Если в горе с тобой никого нет, то почему в счастье должен быть?
Героиновая ломка сухих глаз.
Сердце-резиновая грудина-мешковина. Растягивается-пустеет, никнет, бьется никто.
На даче все заросло, как в Эдеме.
Мой мертвый дед взбирается на меня, как я когда-то ребенком ездил у него на шее. Матрешечка на цирковой сцене, все выше и ниже. И так ты тоже уходишь камнем в землю. Готов ли я жить за них? На миг забыв о своей смерти?
Дольше всего люди говорят о том, что они не хотят об этом говорить.
Да ладно, она взрослая девочка! Но совсем взрослых девочек не бывает.
Моя бабушка, маленькая от времени, ходит по большой пустой квартире, увеличенной смертью деда. С которым – 69 лет, страх и «Лева! Нина!», если пять минут не слышали друг друга. Этот мир пересолен болью.

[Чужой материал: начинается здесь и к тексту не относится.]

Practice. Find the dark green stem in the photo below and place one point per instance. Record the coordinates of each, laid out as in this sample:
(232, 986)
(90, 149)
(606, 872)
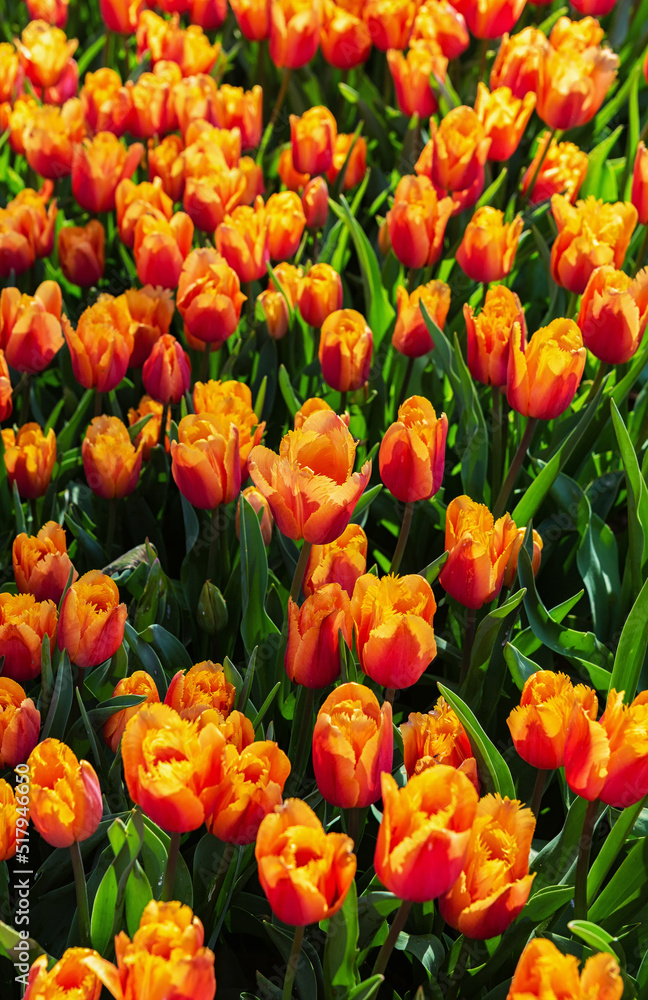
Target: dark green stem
(293, 962)
(469, 638)
(582, 864)
(399, 922)
(170, 870)
(516, 465)
(83, 912)
(402, 537)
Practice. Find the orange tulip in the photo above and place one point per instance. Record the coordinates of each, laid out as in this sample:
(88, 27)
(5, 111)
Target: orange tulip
(424, 834)
(205, 460)
(260, 505)
(542, 378)
(489, 334)
(313, 140)
(44, 52)
(390, 22)
(417, 222)
(613, 314)
(487, 250)
(19, 724)
(111, 462)
(97, 168)
(608, 759)
(91, 623)
(310, 485)
(494, 884)
(134, 200)
(345, 38)
(573, 84)
(137, 683)
(209, 296)
(539, 725)
(341, 561)
(253, 18)
(590, 233)
(355, 149)
(320, 294)
(166, 957)
(30, 326)
(161, 248)
(412, 74)
(102, 343)
(252, 786)
(437, 738)
(233, 401)
(543, 969)
(305, 872)
(294, 32)
(412, 451)
(166, 373)
(313, 650)
(639, 196)
(172, 767)
(394, 633)
(41, 564)
(151, 311)
(479, 550)
(511, 566)
(29, 459)
(23, 624)
(64, 794)
(352, 746)
(345, 349)
(242, 109)
(81, 253)
(438, 21)
(165, 162)
(286, 223)
(67, 976)
(504, 118)
(490, 20)
(203, 686)
(411, 336)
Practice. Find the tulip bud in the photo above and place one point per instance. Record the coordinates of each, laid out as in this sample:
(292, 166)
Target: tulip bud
(212, 610)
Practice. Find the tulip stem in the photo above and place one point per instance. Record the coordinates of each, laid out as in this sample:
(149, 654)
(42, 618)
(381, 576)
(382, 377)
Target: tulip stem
(469, 639)
(293, 962)
(402, 537)
(83, 913)
(170, 870)
(582, 864)
(300, 569)
(529, 190)
(516, 465)
(538, 789)
(399, 922)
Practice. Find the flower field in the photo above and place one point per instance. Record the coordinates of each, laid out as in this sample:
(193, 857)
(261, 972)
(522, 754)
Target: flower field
(323, 500)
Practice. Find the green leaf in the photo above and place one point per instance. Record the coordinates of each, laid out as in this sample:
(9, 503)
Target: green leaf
(341, 946)
(493, 769)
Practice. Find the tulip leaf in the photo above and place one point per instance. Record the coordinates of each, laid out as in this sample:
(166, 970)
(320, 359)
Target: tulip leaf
(61, 701)
(637, 502)
(608, 854)
(256, 625)
(493, 769)
(578, 647)
(171, 652)
(547, 901)
(631, 651)
(520, 666)
(594, 936)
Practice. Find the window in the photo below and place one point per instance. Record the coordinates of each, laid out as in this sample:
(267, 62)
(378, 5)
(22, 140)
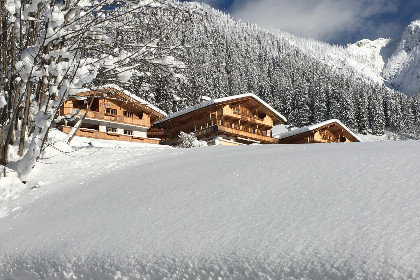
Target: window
(111, 111)
(128, 114)
(80, 104)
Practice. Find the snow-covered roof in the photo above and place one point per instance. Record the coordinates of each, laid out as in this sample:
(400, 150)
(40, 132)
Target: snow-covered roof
(316, 126)
(218, 101)
(129, 94)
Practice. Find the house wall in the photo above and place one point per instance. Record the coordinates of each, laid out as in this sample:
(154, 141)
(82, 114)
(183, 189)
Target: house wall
(101, 120)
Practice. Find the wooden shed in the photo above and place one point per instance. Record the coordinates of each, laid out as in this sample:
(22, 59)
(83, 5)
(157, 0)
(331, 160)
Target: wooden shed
(113, 114)
(234, 120)
(331, 131)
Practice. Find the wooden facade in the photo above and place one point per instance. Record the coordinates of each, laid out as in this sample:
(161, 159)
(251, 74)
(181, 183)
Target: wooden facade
(236, 120)
(113, 115)
(332, 131)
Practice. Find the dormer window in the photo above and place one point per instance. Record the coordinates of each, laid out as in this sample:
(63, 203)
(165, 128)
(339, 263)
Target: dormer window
(111, 111)
(128, 114)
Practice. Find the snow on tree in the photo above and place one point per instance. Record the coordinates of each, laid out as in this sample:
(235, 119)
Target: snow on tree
(50, 50)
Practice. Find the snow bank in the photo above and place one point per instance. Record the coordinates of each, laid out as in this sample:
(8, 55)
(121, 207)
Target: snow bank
(336, 211)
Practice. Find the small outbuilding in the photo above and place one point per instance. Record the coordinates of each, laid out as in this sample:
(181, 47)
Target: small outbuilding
(331, 131)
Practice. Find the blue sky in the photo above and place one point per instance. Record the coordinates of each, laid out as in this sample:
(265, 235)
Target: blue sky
(333, 21)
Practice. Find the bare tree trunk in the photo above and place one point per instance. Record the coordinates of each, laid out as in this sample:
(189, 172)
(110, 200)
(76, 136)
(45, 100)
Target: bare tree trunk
(25, 119)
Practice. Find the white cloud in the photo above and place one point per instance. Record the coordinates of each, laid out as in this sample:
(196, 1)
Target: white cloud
(326, 20)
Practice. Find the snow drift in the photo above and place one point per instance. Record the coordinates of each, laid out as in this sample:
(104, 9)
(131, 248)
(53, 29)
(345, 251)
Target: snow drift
(338, 211)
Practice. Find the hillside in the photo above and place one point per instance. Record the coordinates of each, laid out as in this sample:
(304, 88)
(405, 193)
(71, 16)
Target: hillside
(306, 80)
(337, 211)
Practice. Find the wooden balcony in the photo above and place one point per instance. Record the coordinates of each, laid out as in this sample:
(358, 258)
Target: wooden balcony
(110, 118)
(238, 134)
(247, 135)
(231, 113)
(90, 133)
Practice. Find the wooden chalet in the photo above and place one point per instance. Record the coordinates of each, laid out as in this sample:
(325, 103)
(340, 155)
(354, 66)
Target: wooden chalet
(114, 114)
(234, 120)
(331, 131)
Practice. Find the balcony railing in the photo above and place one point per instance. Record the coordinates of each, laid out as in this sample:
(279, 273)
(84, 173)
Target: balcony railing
(91, 133)
(109, 117)
(229, 132)
(229, 112)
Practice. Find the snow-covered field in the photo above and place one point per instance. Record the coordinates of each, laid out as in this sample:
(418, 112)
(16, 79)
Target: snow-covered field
(110, 211)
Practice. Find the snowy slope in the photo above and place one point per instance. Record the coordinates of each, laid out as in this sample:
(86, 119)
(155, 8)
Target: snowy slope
(403, 68)
(253, 212)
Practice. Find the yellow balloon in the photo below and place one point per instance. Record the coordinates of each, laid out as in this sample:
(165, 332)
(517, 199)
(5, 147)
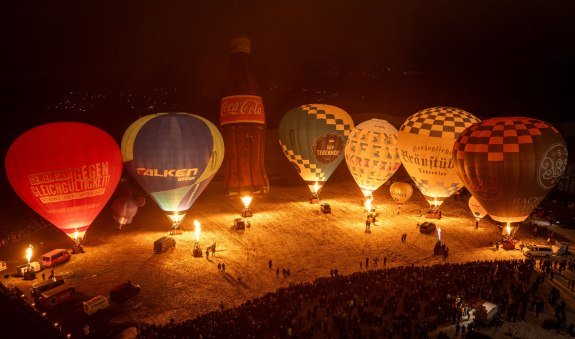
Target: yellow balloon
(371, 154)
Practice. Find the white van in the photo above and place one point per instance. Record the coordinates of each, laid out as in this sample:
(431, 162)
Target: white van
(33, 265)
(95, 304)
(541, 251)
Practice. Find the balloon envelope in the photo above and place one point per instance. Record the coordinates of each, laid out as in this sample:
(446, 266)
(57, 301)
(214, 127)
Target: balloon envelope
(425, 143)
(401, 192)
(124, 209)
(371, 154)
(66, 172)
(478, 211)
(313, 138)
(173, 156)
(509, 164)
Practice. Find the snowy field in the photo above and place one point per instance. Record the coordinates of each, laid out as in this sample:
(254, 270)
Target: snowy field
(285, 228)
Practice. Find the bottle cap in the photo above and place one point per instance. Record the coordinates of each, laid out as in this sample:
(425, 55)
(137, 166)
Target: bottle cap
(241, 44)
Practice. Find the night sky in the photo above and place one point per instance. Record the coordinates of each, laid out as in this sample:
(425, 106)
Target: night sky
(108, 62)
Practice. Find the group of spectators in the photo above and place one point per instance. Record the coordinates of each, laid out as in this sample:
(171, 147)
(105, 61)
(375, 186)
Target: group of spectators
(398, 302)
(10, 234)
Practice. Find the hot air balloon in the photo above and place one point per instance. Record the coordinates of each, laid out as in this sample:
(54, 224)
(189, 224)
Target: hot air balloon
(371, 154)
(313, 138)
(425, 142)
(401, 192)
(173, 156)
(478, 211)
(509, 165)
(123, 210)
(66, 172)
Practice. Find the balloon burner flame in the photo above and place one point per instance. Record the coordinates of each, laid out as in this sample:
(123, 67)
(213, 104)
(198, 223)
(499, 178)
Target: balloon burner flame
(29, 253)
(197, 230)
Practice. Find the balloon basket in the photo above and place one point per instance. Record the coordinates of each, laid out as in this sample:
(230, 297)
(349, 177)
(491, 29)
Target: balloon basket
(176, 231)
(197, 252)
(77, 249)
(433, 213)
(247, 213)
(29, 275)
(239, 224)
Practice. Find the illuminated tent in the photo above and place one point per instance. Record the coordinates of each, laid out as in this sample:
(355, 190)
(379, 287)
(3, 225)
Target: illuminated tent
(401, 192)
(173, 156)
(475, 207)
(371, 154)
(313, 138)
(124, 209)
(66, 172)
(509, 164)
(425, 144)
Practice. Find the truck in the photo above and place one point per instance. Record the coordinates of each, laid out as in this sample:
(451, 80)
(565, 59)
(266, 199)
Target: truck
(56, 296)
(33, 266)
(43, 286)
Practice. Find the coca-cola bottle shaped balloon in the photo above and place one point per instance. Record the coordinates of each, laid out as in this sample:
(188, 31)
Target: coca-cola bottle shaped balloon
(243, 126)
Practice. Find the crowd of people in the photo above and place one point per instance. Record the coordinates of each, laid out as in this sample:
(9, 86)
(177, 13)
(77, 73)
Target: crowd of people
(10, 234)
(397, 302)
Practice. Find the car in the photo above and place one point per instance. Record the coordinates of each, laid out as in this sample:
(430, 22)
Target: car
(123, 292)
(163, 244)
(427, 227)
(538, 251)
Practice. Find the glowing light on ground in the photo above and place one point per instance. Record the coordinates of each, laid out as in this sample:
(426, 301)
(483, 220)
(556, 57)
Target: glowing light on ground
(29, 253)
(197, 230)
(246, 200)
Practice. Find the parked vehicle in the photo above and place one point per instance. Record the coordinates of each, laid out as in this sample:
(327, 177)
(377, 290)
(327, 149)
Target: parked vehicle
(427, 227)
(57, 295)
(95, 304)
(33, 265)
(43, 286)
(55, 257)
(539, 251)
(163, 244)
(123, 292)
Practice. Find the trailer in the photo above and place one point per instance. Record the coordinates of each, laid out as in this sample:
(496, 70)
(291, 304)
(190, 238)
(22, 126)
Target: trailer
(56, 296)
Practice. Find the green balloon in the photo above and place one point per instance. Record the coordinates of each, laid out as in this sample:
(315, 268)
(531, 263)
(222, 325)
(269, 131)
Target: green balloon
(313, 139)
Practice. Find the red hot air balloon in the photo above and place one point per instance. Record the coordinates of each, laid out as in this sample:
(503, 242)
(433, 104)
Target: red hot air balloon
(66, 172)
(510, 164)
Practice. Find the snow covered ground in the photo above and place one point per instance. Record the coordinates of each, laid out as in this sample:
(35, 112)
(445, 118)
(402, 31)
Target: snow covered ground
(285, 228)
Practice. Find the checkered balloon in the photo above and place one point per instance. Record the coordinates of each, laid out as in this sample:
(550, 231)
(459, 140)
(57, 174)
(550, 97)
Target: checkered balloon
(509, 164)
(425, 144)
(313, 137)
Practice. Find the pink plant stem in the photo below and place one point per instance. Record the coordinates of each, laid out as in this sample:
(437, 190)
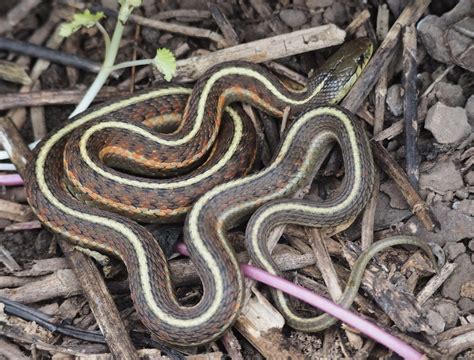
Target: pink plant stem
(364, 326)
(11, 180)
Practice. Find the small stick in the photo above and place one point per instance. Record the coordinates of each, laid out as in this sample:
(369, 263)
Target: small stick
(37, 117)
(437, 80)
(13, 72)
(328, 272)
(417, 205)
(383, 55)
(410, 99)
(169, 27)
(258, 51)
(53, 55)
(266, 13)
(286, 71)
(101, 303)
(360, 19)
(324, 263)
(435, 282)
(368, 219)
(7, 259)
(93, 285)
(224, 25)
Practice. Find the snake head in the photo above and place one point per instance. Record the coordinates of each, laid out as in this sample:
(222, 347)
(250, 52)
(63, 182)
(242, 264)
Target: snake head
(337, 75)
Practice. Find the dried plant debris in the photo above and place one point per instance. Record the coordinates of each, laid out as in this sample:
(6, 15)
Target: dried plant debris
(50, 314)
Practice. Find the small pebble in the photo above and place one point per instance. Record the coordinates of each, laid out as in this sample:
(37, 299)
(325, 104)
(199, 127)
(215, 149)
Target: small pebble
(443, 177)
(449, 94)
(465, 206)
(336, 14)
(469, 178)
(470, 109)
(466, 305)
(293, 17)
(317, 19)
(394, 99)
(447, 124)
(435, 321)
(315, 4)
(467, 289)
(463, 273)
(449, 311)
(453, 250)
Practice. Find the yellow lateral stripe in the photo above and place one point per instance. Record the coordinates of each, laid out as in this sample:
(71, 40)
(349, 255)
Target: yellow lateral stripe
(141, 184)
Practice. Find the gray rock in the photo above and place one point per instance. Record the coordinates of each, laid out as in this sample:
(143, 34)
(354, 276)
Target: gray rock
(449, 311)
(397, 200)
(459, 41)
(465, 206)
(466, 305)
(449, 94)
(455, 226)
(336, 14)
(470, 110)
(315, 4)
(293, 17)
(317, 19)
(453, 250)
(469, 178)
(443, 177)
(385, 216)
(447, 124)
(394, 99)
(462, 274)
(431, 29)
(467, 289)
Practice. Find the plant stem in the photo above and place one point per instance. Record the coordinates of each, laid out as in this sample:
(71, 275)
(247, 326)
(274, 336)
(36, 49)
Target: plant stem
(131, 63)
(106, 69)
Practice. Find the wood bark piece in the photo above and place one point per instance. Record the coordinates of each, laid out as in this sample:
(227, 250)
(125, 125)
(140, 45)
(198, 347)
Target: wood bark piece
(383, 55)
(224, 25)
(271, 48)
(259, 322)
(63, 283)
(410, 100)
(435, 282)
(14, 73)
(93, 285)
(7, 259)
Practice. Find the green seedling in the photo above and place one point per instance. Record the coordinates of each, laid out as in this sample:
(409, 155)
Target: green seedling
(164, 60)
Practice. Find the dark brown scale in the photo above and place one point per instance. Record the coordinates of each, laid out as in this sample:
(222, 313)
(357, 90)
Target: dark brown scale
(216, 217)
(156, 205)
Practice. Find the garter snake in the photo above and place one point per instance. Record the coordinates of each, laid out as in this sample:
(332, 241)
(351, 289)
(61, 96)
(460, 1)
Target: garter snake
(109, 158)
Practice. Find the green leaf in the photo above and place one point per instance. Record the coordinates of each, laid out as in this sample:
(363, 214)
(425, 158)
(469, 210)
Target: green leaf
(86, 19)
(165, 62)
(126, 8)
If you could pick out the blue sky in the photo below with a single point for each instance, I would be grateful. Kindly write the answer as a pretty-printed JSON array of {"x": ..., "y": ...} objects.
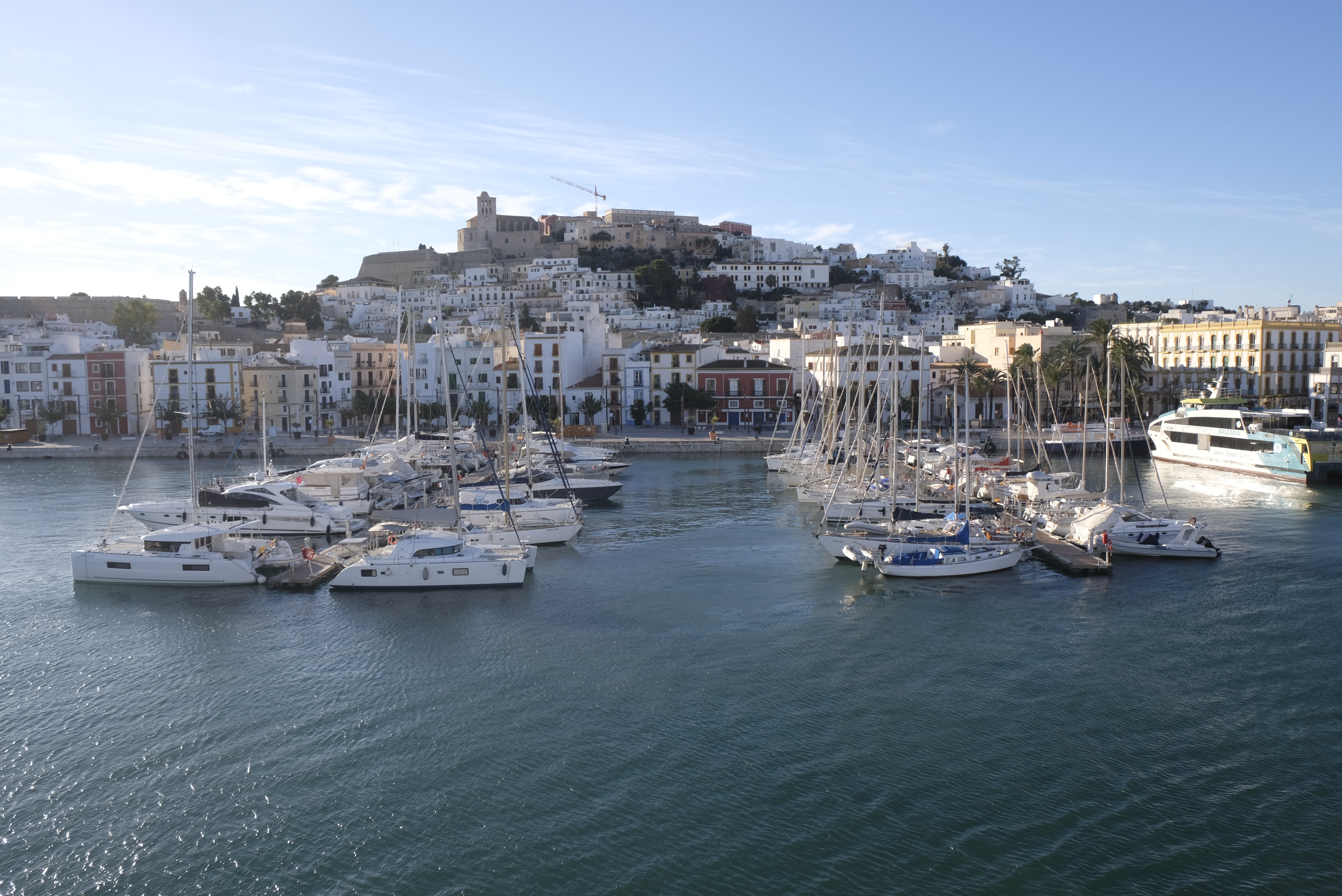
[{"x": 1151, "y": 149}]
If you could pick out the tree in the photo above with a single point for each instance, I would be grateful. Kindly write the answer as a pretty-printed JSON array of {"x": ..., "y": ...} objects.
[
  {"x": 527, "y": 321},
  {"x": 748, "y": 321},
  {"x": 135, "y": 321},
  {"x": 1013, "y": 269},
  {"x": 659, "y": 282},
  {"x": 480, "y": 411},
  {"x": 839, "y": 274},
  {"x": 591, "y": 407},
  {"x": 226, "y": 408},
  {"x": 214, "y": 304},
  {"x": 264, "y": 306},
  {"x": 303, "y": 306},
  {"x": 109, "y": 415}
]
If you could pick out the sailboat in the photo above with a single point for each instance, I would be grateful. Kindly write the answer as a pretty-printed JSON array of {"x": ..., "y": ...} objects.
[
  {"x": 945, "y": 560},
  {"x": 191, "y": 552}
]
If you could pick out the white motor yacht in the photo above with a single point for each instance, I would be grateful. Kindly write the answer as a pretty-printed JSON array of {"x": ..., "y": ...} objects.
[
  {"x": 1132, "y": 532},
  {"x": 941, "y": 561},
  {"x": 191, "y": 555},
  {"x": 433, "y": 558},
  {"x": 272, "y": 509}
]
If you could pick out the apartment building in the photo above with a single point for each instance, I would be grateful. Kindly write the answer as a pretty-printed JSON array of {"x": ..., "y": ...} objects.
[
  {"x": 186, "y": 406},
  {"x": 288, "y": 392}
]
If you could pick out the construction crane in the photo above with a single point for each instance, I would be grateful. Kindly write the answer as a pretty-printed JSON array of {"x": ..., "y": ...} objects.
[{"x": 586, "y": 190}]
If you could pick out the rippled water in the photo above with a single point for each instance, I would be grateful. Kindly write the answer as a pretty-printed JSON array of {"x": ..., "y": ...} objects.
[{"x": 693, "y": 698}]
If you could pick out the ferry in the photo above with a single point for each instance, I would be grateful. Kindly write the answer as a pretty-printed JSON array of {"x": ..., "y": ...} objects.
[{"x": 1222, "y": 430}]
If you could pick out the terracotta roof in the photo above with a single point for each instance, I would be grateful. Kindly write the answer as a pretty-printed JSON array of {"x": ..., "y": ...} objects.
[{"x": 591, "y": 383}]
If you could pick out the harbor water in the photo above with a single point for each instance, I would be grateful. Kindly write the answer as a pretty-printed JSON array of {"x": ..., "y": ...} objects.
[{"x": 690, "y": 698}]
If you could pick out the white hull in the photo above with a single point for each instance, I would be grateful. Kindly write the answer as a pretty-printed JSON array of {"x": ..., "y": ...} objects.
[
  {"x": 974, "y": 564},
  {"x": 267, "y": 524},
  {"x": 434, "y": 573},
  {"x": 120, "y": 568}
]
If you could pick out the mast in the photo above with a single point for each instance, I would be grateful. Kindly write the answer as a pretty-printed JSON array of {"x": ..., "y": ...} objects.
[
  {"x": 455, "y": 494},
  {"x": 191, "y": 392}
]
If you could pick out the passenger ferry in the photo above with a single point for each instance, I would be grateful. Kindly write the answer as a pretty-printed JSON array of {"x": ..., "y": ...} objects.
[{"x": 1222, "y": 430}]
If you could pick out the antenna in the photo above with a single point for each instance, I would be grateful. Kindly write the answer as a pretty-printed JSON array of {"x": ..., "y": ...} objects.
[{"x": 586, "y": 190}]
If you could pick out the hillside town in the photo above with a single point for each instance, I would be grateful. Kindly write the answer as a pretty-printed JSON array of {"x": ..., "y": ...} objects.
[{"x": 630, "y": 318}]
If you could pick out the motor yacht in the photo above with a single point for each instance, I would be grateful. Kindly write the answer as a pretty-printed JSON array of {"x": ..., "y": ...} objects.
[
  {"x": 1132, "y": 532},
  {"x": 272, "y": 509},
  {"x": 433, "y": 558}
]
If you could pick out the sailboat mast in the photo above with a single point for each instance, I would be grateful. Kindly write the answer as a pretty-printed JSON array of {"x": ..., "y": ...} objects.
[{"x": 191, "y": 392}]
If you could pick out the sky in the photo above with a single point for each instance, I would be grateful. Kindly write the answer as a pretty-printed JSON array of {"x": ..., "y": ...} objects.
[{"x": 1155, "y": 151}]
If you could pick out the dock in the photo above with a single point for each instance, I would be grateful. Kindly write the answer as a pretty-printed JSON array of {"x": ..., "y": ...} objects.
[{"x": 1065, "y": 556}]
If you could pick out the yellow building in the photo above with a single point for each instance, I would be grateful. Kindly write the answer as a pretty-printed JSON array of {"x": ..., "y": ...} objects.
[{"x": 1269, "y": 360}]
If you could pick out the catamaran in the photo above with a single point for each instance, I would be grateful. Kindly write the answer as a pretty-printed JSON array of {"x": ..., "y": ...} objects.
[{"x": 1222, "y": 430}]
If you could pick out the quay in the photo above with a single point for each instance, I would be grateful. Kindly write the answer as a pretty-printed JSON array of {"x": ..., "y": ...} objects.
[{"x": 1062, "y": 555}]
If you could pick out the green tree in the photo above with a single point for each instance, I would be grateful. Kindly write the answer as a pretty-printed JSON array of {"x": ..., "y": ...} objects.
[
  {"x": 1011, "y": 269},
  {"x": 591, "y": 407},
  {"x": 52, "y": 412},
  {"x": 839, "y": 274},
  {"x": 264, "y": 306},
  {"x": 225, "y": 410},
  {"x": 135, "y": 321},
  {"x": 527, "y": 321},
  {"x": 480, "y": 411},
  {"x": 303, "y": 306},
  {"x": 659, "y": 282},
  {"x": 214, "y": 304},
  {"x": 748, "y": 320},
  {"x": 109, "y": 415}
]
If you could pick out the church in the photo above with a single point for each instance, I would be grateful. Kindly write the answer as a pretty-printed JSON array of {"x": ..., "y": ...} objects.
[{"x": 509, "y": 235}]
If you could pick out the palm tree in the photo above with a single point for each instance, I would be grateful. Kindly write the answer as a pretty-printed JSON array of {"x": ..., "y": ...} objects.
[
  {"x": 965, "y": 372},
  {"x": 480, "y": 411},
  {"x": 109, "y": 415},
  {"x": 987, "y": 384},
  {"x": 1075, "y": 359},
  {"x": 1054, "y": 371},
  {"x": 591, "y": 407},
  {"x": 52, "y": 412}
]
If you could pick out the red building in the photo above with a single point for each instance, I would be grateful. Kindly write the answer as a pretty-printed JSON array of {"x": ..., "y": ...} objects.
[{"x": 749, "y": 392}]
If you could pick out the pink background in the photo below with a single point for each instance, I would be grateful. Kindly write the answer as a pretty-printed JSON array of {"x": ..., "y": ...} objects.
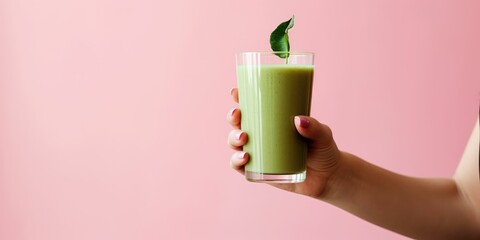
[{"x": 112, "y": 112}]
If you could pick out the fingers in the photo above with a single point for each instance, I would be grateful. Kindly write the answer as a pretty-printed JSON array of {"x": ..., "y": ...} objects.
[
  {"x": 319, "y": 134},
  {"x": 234, "y": 93},
  {"x": 238, "y": 161},
  {"x": 236, "y": 139},
  {"x": 233, "y": 118}
]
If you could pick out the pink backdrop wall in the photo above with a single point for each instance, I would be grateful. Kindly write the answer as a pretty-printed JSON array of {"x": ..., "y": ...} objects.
[{"x": 112, "y": 113}]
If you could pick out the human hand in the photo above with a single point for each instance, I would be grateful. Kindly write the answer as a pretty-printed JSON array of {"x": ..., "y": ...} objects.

Самолетные люди спят, как куклы со сломанными шеями.
Лямки бюстгальтера – постромки.
Все изменения вкуса чаще всего – деградация.
Ты никогда не переживешь свои последние ботинки.
Сада зимой плоды.
Батай (читаю «Сумму атеологии» – и даже в названии игра) это, конечно, имперсонатор Ницше. Со всеми – и +. Как Ницше своим сверхчеловеком пытался дразнить Бога.